In a worryingly short amount of time I've managed to forget almost everything I knew about modules, groups, rings e.t.c. I'm using the definition that an element $m$ of a module $M$ over an integral domain $R$ is torsion if

$\text{Ann}(m)\neq\{0\}$ where the annihilator is defined by $\text{Ann}(m)=\{r\in R|rm=0\}$

So an element is torsion if a ring element other than zero kills it. I'm trying to show that in a $\mathbf{Z}$ module, the torsion elements are precisely those which have finite order. So suppose $rm=0$ where $r\in \mathbf{Z}$. I'm not really sure what to do from here. Can we cancel the $r$? Is this because $\mathbf{Z}$ is an integral domain? Then that would give that the order of $m$ is 1, which is finite. Conversely, if $m$ has finite order, then $m^n=0$ for some $n\in \mathbf{N}$. From here I need to find an integer $r$ such that $rm$=0. I'm a bit stumped to be honest.

I'm not even at all happy with the forwards direction, I get that the cancellation law holds in integral domains, but that cancellation is between the elements of the integral domain, i.e. just because we can cancel $r$ in the expression $rx=ry$ where $r,x,y\in \mathbf{Z}$, why should we be able to cancel $r$ in $rm=0$, where $m\in M$, some module.

I know that $\mathbf{Z}$-modules are just abelian groups, so I feel like I should have proved the property $nx=0 \implies x=0$ for $n\in N$, $x\in G$ for abelian groups $G$ in the past at some point (having studied groups before). That's if it is true, I'm actually not convinced it is, because if it were then there would be no such thing as a torsion element, as if an element were torsion, then it would have to be zero.

Thanks for any help.

Answer 1

I would use additive notation rather than multiplicative notation for the abelian group operation, just to make things clearer. In particular let's denote the identity element of the group by $0$ and the inverse of an element $a$ by $-a$ (so $a + (-a) = 0$).

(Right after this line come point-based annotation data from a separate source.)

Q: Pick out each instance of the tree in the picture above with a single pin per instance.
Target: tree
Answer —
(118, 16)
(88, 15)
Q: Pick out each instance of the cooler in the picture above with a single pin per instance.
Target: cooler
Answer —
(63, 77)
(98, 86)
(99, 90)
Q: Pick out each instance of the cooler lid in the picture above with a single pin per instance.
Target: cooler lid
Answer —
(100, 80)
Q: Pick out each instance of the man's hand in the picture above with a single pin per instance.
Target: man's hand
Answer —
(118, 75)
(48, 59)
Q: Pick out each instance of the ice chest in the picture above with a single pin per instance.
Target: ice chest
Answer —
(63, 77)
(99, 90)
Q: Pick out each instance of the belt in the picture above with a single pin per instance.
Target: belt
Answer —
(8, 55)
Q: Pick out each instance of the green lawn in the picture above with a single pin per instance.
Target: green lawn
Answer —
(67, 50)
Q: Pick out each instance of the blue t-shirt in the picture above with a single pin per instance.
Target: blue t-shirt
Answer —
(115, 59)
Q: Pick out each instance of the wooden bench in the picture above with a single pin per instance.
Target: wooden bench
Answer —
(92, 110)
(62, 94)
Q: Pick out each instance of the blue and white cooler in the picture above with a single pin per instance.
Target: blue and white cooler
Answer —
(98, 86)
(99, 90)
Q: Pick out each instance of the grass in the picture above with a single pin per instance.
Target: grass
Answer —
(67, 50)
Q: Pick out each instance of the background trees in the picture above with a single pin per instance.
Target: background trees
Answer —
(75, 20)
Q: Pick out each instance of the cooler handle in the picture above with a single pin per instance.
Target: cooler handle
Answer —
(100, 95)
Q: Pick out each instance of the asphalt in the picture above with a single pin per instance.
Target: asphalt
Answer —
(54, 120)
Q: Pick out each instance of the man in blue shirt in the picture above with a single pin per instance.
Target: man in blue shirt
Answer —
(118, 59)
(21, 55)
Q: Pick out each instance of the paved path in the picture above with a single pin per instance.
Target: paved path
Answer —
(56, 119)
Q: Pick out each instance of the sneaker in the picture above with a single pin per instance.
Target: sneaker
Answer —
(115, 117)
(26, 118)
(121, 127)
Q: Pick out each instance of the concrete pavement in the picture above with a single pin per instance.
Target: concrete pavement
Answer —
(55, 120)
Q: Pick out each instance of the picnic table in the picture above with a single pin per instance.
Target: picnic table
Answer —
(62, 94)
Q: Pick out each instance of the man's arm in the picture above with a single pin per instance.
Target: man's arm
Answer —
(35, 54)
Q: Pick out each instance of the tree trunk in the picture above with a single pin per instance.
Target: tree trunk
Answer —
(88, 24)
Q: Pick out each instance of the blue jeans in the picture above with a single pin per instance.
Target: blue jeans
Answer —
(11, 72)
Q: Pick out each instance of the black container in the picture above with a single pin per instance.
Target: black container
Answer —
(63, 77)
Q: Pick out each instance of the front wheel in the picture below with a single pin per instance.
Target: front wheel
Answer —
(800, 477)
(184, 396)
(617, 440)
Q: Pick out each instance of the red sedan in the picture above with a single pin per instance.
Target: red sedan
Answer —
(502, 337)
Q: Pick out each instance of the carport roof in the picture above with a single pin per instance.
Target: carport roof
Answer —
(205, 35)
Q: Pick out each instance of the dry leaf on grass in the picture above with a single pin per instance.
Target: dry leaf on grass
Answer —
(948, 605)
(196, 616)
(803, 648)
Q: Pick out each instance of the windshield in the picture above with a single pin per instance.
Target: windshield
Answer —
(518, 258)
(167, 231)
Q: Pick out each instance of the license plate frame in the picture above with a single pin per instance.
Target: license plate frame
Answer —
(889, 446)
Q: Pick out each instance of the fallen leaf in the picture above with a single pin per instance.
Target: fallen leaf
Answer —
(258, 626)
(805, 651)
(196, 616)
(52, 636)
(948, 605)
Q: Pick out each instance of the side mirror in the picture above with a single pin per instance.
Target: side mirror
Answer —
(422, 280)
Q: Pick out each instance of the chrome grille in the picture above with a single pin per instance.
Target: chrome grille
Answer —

In the identification of the $\mathbb{Z}$-module structure with the abelian group structure, $rm$ (where $r \in \mathbb{N}$ and $m \in M$) really means $m + \dots + m$ ($r$ times) (if one is using multiplicative notation for the group operation, this would be $m^r$). $(-r)m$ really means $(-m) + \dots (-m)$ ($r$ times), or, equivalently, $-(m + \dots + m)$.

So an element being torsion by your definition means precisely that a finite sum $m + \dots + m = 0$, i.e., that $m$ has finite order.

Once you understand the correspondence between the $\mathbb{Z}$-module and abelian group structures, there's really nothing to prove here.

Edit: your wariness of "cancelling" the $n$ is completely correct! As you said, if it were true that $nx = 0$ always implies $x=0$, then there would be no such thing as torsion elements.

Answer 2

You are mostly there. Let $x\in M$ be a torsion element, then there exists $r\in \mathbb{Z}-\{0\}$ such that $r\cdot x=0$. Parsing this (and noting that there is no loss of generality assuming that $r>0$ since $-r\cdot x=0$ if and only if $r\cdot x=0$) we see that this says $$\underbrace{x+\ldots+x}_{r\ \text{times}}=0.$$ That is, $x$ has finite order (since the group operation in question is addition).

Conversely, if $x\in M$ has finite additive order, then there exists $r>0$ such that $$\underbrace{x+\ldots+x}_{r\ \text{times}}=0.$$ That is, $r\cdot x=0$ and hence, $x$ is torsion.